I have my own family now and when I feel myself slipping back into old habits, such as going to the mirror, I go and play with my kids instead. My anxiety and BDD are exacerbated when I turn inward, so connecting with others is a positive distraction. I also open water swim and hike, getting a buzz from being in nature and out of my head.
“The Living Library continues to grow, and more books are coming forward to tell their story.”
By the time we left the canteen and headed back to the office, we knew each other's story intimately and had discovered more about a topic that we had never heard about from someone's own lived experience.
That conversation was two years ago and since then I have felt more confident to be open with others about my mental health challenges, whilst also recognising others' own unique experiences and how that impacts them.

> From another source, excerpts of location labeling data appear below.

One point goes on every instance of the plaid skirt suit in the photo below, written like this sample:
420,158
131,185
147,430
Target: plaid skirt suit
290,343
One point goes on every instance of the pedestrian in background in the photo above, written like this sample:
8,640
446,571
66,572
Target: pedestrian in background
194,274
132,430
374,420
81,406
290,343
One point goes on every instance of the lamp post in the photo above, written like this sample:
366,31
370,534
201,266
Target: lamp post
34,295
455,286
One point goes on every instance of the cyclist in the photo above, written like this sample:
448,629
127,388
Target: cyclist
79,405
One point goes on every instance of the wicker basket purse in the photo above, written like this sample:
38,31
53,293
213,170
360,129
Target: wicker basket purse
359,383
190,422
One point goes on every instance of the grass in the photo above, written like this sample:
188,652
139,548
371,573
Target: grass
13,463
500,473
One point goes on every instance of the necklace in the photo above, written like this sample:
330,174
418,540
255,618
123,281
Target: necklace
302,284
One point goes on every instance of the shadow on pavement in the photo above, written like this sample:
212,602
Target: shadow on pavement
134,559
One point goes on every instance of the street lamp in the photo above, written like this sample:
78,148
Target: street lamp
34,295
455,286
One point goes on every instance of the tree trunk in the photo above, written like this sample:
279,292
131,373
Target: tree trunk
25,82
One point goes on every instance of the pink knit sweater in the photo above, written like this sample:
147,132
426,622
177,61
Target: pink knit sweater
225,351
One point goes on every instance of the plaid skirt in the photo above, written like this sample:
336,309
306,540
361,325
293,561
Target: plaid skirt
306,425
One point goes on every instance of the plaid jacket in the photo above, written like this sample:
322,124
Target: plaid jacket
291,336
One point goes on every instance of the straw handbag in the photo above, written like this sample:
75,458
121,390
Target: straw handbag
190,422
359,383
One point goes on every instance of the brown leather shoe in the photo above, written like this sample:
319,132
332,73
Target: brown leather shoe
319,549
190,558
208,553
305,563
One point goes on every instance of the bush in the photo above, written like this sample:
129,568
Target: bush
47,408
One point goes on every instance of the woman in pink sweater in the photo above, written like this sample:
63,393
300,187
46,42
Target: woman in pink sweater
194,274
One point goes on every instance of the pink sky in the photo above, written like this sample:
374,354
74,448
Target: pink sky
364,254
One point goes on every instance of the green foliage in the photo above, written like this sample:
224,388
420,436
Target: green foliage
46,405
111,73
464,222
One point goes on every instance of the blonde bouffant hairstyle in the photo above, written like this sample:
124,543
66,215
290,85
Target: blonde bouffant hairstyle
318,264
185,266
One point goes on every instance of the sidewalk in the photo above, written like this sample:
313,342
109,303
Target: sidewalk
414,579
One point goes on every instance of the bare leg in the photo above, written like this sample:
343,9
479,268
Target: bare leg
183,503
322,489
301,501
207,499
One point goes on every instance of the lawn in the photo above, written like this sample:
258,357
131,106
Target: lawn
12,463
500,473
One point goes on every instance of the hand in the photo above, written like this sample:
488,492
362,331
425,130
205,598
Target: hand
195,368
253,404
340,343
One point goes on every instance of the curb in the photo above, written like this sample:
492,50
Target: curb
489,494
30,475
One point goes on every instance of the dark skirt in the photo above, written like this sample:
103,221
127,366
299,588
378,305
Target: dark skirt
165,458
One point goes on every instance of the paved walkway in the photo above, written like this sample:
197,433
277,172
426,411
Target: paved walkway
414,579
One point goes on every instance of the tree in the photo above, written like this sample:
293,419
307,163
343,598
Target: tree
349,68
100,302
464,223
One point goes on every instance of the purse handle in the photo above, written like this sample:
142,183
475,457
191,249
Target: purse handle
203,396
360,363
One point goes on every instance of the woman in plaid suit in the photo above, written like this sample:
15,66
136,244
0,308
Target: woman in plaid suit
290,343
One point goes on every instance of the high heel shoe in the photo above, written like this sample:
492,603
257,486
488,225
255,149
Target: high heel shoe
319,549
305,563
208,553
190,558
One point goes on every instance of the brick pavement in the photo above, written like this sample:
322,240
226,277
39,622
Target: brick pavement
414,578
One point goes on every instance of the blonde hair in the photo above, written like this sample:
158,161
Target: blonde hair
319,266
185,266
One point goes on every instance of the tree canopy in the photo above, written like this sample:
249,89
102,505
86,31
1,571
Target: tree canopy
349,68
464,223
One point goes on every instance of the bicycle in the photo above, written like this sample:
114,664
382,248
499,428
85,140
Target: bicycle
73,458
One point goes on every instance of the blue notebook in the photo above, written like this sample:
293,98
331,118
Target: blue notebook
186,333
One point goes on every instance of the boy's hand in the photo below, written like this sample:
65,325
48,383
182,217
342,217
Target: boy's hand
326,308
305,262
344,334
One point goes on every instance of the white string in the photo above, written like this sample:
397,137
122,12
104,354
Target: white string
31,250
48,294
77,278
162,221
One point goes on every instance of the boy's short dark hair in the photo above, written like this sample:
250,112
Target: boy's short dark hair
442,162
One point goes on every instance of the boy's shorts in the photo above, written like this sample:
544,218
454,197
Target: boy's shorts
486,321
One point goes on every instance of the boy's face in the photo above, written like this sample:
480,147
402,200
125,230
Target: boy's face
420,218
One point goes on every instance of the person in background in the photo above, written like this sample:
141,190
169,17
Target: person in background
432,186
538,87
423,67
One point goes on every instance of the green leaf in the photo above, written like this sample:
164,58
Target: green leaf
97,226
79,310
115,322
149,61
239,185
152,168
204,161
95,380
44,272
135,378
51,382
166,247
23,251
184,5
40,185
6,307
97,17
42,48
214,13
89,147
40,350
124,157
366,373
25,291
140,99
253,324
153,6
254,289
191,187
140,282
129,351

As for the Living Library? I have since left the university for another role, but it continues to grow, and more books are coming forward to tell their story. During the pandemic it transitioned online as a podcast, where an even wider audience has been able to listen to a conversation between the ‘reader’ and the ‘book’.
My experience of the Living Library taught me that I don't need to be ashamed of my story and sharing it with others can actually have a positive impact. We all have stories that shape who we are and can help us connect with one another. My hope is that when people feel ready, they can share their own story and others are ready to listen.